Total Star Warminster

England;
- Broadcast area: Warminster, Westbury & Frome
- Frequency: 107.5 MHz

Programming
- Format: Contemporary

Ownership
- Owner: One Gold Radio Ltd

History
- First air date: 5 November 2001

= Total Star Warminster =

Total Star Warminster was an Independent Local Radio station which broadcast on 107.5 FM in Warminster, Wiltshire, England and is owned by One Gold Radio Ltd.
The station was relaunched as More FM in June 2011. On 2 November 2011, Celador acquired the Warminster licence and rebranded the station as The Breeze.

==History==

On 5 November 2001, after a period of test transmissions, Jonathan Fido presented the first live programme - the breakfast show at 8:30am, accompanied by local people, staff from the Local Radio Company and the station's crew at the time.

The last song to be played before officially going live was 'Sweet Surrender' by Wet Wet Wet. A specially-produced introduction was then played featuring a montage of voice-overs, clips and other segments officially launching the station. The first song played was 'Wake Up Boo!' by the Boo Radleys.

Shortly after the on air launch, James Moran and David Stratton (High Sheriff of Wiltshire) unveiled a gold plaque in the reception area of the station live on air, in front of many photographers and press reporters.

The station's Studio in Wiltshire includes two broadcast and production studios, several offices, 'glass room' (now dismantled), technical equipment hub and garden adjacent to the River Wylye.

On 30 June 2008 TLRC announced plans to sell six of its stations, including 3TR. It was purchased by Laser Broadcasting, who later went bust and the group was bought by South West Radio, who also went into administration. On 24 March 2010, the 5 YMC Ltd stations, including 3TR, were closed by administrators after multiple refusals on the part of regulator OFCOM to transfer the licenses to them from SWR.

One Gold Radio Ltd is 3TR FM's latest owner, its fifth in less than two years. The company bought all of the stations previously owned by South West Radio Ltd. Through an agreement with Gloucestershire's Total Star owned by Storm Radio Ltd, the station was rebranded Total Star. The radio station broadcast from Boreham Mill, in Warminster, but it is believed that it will now be aired from new offices, and will be sharing programmes with the five other stations.

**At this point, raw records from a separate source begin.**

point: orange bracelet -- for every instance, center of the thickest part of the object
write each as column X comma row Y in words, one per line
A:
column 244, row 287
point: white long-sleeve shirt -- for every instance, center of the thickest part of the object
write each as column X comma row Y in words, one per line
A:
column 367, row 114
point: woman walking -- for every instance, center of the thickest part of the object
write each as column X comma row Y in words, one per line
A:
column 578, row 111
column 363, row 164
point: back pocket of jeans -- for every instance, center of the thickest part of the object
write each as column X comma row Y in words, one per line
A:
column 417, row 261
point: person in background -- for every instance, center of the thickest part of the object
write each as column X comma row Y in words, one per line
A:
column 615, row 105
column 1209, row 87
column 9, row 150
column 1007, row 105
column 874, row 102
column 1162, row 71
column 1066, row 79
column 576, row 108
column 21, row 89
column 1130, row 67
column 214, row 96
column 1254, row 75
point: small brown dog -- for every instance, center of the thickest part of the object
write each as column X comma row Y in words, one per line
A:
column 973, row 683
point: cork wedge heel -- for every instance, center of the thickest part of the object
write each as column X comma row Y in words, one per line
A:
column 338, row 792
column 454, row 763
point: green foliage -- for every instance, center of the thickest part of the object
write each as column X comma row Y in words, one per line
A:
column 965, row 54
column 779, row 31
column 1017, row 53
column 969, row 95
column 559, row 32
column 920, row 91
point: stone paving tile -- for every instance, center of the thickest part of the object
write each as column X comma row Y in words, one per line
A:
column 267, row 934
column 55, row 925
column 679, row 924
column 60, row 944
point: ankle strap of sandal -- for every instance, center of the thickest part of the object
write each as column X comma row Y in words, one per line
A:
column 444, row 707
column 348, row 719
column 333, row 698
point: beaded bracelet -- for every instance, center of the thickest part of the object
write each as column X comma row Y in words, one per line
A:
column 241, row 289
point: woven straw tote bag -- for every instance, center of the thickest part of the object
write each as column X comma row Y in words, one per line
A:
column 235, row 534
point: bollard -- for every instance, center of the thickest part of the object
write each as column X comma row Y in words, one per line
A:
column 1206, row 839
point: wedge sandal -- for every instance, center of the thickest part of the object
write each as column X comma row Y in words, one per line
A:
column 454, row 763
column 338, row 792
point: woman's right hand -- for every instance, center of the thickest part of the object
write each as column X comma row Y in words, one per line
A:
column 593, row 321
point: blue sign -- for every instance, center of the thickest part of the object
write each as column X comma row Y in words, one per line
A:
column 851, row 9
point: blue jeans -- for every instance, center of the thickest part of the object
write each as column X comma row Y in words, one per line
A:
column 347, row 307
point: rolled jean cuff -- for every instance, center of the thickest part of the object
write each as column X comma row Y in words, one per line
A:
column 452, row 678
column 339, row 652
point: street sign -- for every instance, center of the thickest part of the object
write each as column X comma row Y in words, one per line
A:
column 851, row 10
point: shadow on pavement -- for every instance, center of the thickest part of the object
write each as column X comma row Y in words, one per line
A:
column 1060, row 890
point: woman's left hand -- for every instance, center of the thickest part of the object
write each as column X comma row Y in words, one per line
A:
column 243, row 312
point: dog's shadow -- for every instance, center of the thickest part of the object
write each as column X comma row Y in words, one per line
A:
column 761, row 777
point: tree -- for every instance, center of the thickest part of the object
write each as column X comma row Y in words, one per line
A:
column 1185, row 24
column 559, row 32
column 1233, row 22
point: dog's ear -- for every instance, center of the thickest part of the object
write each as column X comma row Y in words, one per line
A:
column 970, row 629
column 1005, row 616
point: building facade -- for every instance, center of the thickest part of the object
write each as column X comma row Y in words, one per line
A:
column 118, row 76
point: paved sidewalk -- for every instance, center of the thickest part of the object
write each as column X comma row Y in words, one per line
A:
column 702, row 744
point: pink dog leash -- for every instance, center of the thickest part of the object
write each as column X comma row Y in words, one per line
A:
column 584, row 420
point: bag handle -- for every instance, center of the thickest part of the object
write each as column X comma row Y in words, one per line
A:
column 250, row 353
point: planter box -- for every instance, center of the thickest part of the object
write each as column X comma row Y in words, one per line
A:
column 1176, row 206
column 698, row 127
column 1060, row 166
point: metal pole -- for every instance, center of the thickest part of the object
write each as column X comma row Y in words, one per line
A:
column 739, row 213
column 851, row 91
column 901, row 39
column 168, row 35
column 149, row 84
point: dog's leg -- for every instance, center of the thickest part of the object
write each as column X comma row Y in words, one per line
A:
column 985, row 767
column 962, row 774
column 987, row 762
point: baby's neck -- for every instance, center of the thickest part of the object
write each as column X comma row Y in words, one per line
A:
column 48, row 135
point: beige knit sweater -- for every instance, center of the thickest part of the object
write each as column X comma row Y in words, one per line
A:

The final schedule was as follows:

- Monday - Thursday:
- 07:00 - 11:00 Nick Burrett - Breakfast
- 11:00 - 14:00 Drew Haddon - The Soundtrack To Your Workday
- 14:00 - 19:00 Ray King - Afternoons/Hits 'n' Headlines Drivetime
- 19:00 - 07:00 Non-stop music and news on the hour
- Friday:
- 07:00 - 11:00 Nick Burrett - Breakfast
- 11:00 - 14:00 Drew Haddon - 'The Soundtrack To Your Workday'
- 14:00 - 19:00 Ray King - Afternoons/Hits 'n' Headlines Drivetime
- 19:00 - 00:00 PartyZone

- Saturday:
- 08:00 - 12:00 Ray King - The Saturday Breakfast
- 12:00 - 14:00 Drew Haddon - The Saturday Pop Quiz
- 14:00 - 18:00 Tom Smith - Saturday Afternoons
- 18:00 - 20:00 Gary King - Totally Eighties
- 20:00 - 00:00 PartyZone
- Sunday:
- 08:00 – 12:00 Sunday Breakfast with Tom Smith
- 12:00 – 16:00 Sunday Life with Steve Collins
- 16:00 – 19:00 Rich and Kat Big Top 40
- 19:00 – 22-00 Vinyl Countdown with Dave Englefield
- 22:00 – 00:00 Non-stop music and news on the hour

As from March 2010, when it went into administration, the following list of songs and the "107.5 3TR FM" voiceover are the only things that can be heard when tuning into the station. (arranged alphabetically - tracks are not played in this order).

- Alanis Morissette - Ironic
- Anastacia - Left Outside Alone
- Aretha Franklin - I Knew You Were Waiting (For Me)
- Blondie - The Tide is High
- Electric Light Orchestra - Livin' Thing
- Everything but the Girl - Missing
- Howard Jones - What Is Love
- Huey Lewis - The Power of Love
- Just Jack - Starz in Their Eyes

- Kaiser Chiefs - Ruby
- Lily Allen - Smile
- Nelly Furtado - All Good Things (Come to an End)
- Oasis - Wonderwall
- Simon Webbe - My Soul Pleads for You
- The Lighthouse Family - Ocean Drive
- Womack & Womack - Teardrops
- Yazoo - Don't Go

In August 2010 The 107.5 frequency was relaunched, along with 4 other stations in the West Country, as Total Star.